= Earl Grinols =

American economist

Earl Grinols (born 1951) is an American economist, political scientist, and author, currently serves as Distinguished Professor of Economics at Baylor University.

==Biography==
Grinols was born in Bemidji, Minnesota, and attended the University of Michigan for undergraduate study, and then the University of Minnesota, receiving degrees from the latter in economics and mathematics. He earned his Ph.D. from Massachusetts Institute of Technology in 1977.

Grinols has taught or held positions at Cornell University, the University of Chicago, the University of Washington, MIT, the University of Illinois, and the Department of the Treasury in addition to Baylor University. He was Senior Economist for the President's Council of Economic Advisors in the presidency of Ronald Reagan.

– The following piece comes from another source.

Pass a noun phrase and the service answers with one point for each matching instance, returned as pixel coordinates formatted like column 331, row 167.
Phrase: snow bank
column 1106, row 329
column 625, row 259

In 1994 testimony to Congress, Grinols was one of the first academicians to recommend the formation of a national commission on gambling. The National Gambling Impact Study Commission was formed two years later in 1996, and issued its report, among other recommendations calling for a moratorium on the expansion of gambling in the United States in 1999.

In 2004 Grinols' third book, Gambling in America: Costs and Benefits was published by Cambridge University Press. His work "Casinos, Crime, and Community Costs" studied all 3,165 counties in the United States for a twenty-year period to establish statistical links between casinos and FBI Index I crime.